他感觉自己被骗了,不管目的是什么,这种事开始了显然不可能中途停下,真弄开了江岳说等下一起。
更胀了。
等到真的弄出来,夏南莳差不多筋疲力尽,本来就没有好好吃饭,又那么大消耗,实在很累人。江岳摸摸他的肚子:“应该差不多了。”
“不要你抱。”
夏南莳拍开他的手,他刚开始还担心江岳手上的伤,现在觉得痛死他算了。
江岳先跨出浴缸围了块浴巾,回头来捞他,他当没看见,自己起来。他们出来的时候就带出来不少水,他不穿拖鞋,脚下又轻飘飘的没有站稳,一个不留神差点劈叉。

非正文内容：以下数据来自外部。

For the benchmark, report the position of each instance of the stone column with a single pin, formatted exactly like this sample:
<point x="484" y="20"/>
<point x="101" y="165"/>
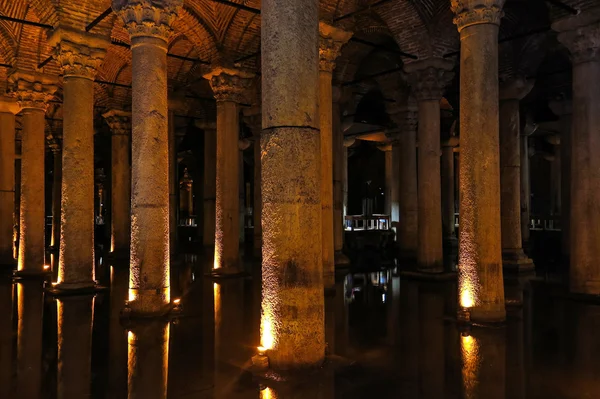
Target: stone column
<point x="120" y="219"/>
<point x="55" y="146"/>
<point x="148" y="24"/>
<point x="210" y="179"/>
<point x="292" y="319"/>
<point x="253" y="119"/>
<point x="331" y="41"/>
<point x="513" y="257"/>
<point x="407" y="231"/>
<point x="581" y="35"/>
<point x="79" y="57"/>
<point x="481" y="293"/>
<point x="428" y="79"/>
<point x="564" y="109"/>
<point x="228" y="87"/>
<point x="448" y="189"/>
<point x="33" y="91"/>
<point x="8" y="109"/>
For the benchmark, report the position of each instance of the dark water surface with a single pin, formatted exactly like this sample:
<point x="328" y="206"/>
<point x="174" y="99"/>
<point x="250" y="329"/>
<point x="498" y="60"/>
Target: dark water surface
<point x="388" y="338"/>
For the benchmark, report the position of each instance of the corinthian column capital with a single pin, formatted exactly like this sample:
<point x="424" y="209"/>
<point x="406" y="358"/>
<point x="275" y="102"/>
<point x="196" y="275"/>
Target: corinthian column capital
<point x="148" y="18"/>
<point x="331" y="40"/>
<point x="428" y="78"/>
<point x="118" y="121"/>
<point x="79" y="54"/>
<point x="229" y="84"/>
<point x="476" y="12"/>
<point x="581" y="35"/>
<point x="32" y="90"/>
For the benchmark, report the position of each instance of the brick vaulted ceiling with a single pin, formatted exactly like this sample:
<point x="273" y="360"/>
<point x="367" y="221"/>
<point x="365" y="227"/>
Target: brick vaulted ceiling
<point x="214" y="32"/>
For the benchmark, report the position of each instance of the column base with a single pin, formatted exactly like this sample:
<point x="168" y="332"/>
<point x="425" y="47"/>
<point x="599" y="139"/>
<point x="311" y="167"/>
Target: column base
<point x="515" y="261"/>
<point x="75" y="288"/>
<point x="341" y="260"/>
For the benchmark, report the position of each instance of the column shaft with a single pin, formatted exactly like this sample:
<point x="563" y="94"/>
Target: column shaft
<point x="430" y="255"/>
<point x="210" y="178"/>
<point x="7" y="187"/>
<point x="149" y="264"/>
<point x="76" y="256"/>
<point x="480" y="258"/>
<point x="227" y="212"/>
<point x="292" y="321"/>
<point x="32" y="223"/>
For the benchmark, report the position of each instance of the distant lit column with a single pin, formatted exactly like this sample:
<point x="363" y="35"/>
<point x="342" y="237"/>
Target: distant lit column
<point x="8" y="109"/>
<point x="292" y="319"/>
<point x="210" y="181"/>
<point x="120" y="204"/>
<point x="228" y="87"/>
<point x="407" y="230"/>
<point x="513" y="257"/>
<point x="149" y="28"/>
<point x="330" y="44"/>
<point x="428" y="79"/>
<point x="33" y="91"/>
<point x="581" y="35"/>
<point x="75" y="319"/>
<point x="481" y="291"/>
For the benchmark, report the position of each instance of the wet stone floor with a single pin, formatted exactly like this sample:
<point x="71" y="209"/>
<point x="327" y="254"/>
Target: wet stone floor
<point x="387" y="337"/>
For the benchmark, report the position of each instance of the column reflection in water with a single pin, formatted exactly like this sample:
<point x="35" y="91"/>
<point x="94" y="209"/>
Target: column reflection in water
<point x="117" y="334"/>
<point x="30" y="304"/>
<point x="75" y="318"/>
<point x="6" y="337"/>
<point x="483" y="353"/>
<point x="148" y="360"/>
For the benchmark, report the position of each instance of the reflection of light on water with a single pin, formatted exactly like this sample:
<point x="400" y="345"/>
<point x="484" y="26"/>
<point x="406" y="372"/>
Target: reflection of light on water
<point x="470" y="365"/>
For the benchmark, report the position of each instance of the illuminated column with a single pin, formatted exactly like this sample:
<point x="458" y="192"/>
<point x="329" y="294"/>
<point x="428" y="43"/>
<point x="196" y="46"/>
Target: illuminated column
<point x="331" y="41"/>
<point x="564" y="109"/>
<point x="148" y="360"/>
<point x="253" y="119"/>
<point x="340" y="154"/>
<point x="513" y="257"/>
<point x="8" y="109"/>
<point x="209" y="192"/>
<point x="292" y="320"/>
<point x="33" y="91"/>
<point x="228" y="87"/>
<point x="79" y="56"/>
<point x="581" y="35"/>
<point x="448" y="190"/>
<point x="407" y="230"/>
<point x="148" y="24"/>
<point x="120" y="203"/>
<point x="428" y="79"/>
<point x="55" y="146"/>
<point x="30" y="308"/>
<point x="481" y="291"/>
<point x="75" y="318"/>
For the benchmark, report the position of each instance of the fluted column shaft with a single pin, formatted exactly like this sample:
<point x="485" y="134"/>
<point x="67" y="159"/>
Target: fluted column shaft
<point x="292" y="321"/>
<point x="149" y="284"/>
<point x="581" y="35"/>
<point x="8" y="109"/>
<point x="481" y="290"/>
<point x="513" y="257"/>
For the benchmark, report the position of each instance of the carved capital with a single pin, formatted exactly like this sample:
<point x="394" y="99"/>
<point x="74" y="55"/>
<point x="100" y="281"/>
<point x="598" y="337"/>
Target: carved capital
<point x="515" y="89"/>
<point x="331" y="40"/>
<point x="148" y="18"/>
<point x="229" y="84"/>
<point x="118" y="121"/>
<point x="581" y="35"/>
<point x="32" y="90"/>
<point x="476" y="12"/>
<point x="428" y="78"/>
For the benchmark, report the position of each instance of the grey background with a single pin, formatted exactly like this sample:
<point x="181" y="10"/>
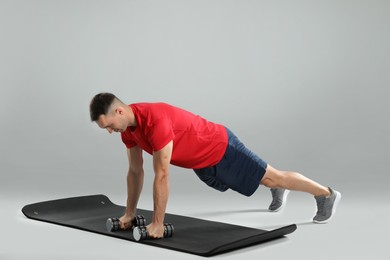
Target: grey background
<point x="305" y="84"/>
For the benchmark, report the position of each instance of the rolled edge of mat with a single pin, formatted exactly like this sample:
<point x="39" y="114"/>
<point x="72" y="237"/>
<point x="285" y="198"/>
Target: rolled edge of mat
<point x="253" y="240"/>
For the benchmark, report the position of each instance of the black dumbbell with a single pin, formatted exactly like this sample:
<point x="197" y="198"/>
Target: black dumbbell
<point x="141" y="233"/>
<point x="113" y="224"/>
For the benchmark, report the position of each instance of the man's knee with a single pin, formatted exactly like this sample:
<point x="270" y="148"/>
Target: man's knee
<point x="272" y="178"/>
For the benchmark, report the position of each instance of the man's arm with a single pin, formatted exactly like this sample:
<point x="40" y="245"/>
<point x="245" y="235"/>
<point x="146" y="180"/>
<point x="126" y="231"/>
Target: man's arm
<point x="161" y="160"/>
<point x="135" y="179"/>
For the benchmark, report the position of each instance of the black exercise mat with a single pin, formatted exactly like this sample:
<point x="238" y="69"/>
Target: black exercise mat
<point x="192" y="235"/>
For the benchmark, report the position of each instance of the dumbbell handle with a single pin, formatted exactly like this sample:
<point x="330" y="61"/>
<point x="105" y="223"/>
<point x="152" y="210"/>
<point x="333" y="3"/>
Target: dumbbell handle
<point x="141" y="232"/>
<point x="113" y="224"/>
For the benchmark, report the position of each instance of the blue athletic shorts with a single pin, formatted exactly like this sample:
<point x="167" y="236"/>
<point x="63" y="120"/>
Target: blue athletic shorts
<point x="239" y="169"/>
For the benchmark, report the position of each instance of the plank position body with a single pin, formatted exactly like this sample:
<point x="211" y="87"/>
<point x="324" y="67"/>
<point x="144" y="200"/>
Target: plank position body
<point x="176" y="136"/>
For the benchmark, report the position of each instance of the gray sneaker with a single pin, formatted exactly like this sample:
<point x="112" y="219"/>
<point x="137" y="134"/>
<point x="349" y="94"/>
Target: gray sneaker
<point x="326" y="206"/>
<point x="279" y="197"/>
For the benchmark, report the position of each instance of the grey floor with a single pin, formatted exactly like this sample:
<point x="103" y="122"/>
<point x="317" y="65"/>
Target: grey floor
<point x="358" y="231"/>
<point x="305" y="84"/>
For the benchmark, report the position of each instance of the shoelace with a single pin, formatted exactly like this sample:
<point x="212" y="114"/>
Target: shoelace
<point x="320" y="205"/>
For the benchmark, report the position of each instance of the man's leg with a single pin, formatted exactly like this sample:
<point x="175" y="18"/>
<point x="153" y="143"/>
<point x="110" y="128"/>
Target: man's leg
<point x="281" y="181"/>
<point x="274" y="178"/>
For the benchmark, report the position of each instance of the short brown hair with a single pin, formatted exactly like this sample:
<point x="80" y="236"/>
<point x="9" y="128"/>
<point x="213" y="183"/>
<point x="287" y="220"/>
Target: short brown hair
<point x="100" y="105"/>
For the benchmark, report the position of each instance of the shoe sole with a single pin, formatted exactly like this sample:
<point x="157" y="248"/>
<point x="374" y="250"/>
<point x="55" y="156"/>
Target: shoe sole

江岳托了他一把,没让他完全摔地上,但是抻这一下也够受了,痛感直达大脑,从懒怠到清醒再到恍惚,一瞬间的事。
“没事吧?”
夏南莳皱着脸说不出话,看样子很有事,江岳给他抱到床上去:“左边还是右边?”
他指指左腿,江岳握着他的小腿抬起来。
夏南莳躺着,江岳站着,握着他一条腿,这姿势太羞耻了,他想抽腿,一用力就疼,江岳带着他的腿转了一周,又从膝盖往上摸索,确认疼痛点。
“韧带肌肉拉伤了。”
他去冰箱拿了瓶冰饮料,要给他冰敷,一碰到皮肤就冻得一个激灵,夏南莳扯过被子盖住自己:“算了算了,明天就好了。”
“也可能更严重。”
更严重也不想冰敷。
江岳没有强迫他,打开饮料问他喝不喝:“白桃味的。”
夏南莳确实很渴,喝了半瓶,剩下半瓶江岳喝了,瓶子空投进垃圾桶。
这次夏南莳没再躺着烙煎饼,很快睡着,感觉没睡多久就被江岳喊醒了。
“起床,航线安排好了,今天回去。”
江岳在收拾行李,他手上换了条领带,拖着不长不短的尾巴,勾引着夏南莳的视线。
他发现江岳整理东西不像艾米那样很讲究的手法,不过空间规划还不错,看起来一屋子的东西他居然只要一个行李箱。
“你也回去吗?不是说至少一周。”
“我看起来像是连标记假都不休的工作狂?”
ao是有这个假的,通常情况以婚假的形式体现,他们结婚的时候夏南莳暑假,他对婚礼很上心,什么都要过问,除了南瓜马车没有如他的意,其他方面诸如用什么形状的气球什么颜色的花都是他拍板的。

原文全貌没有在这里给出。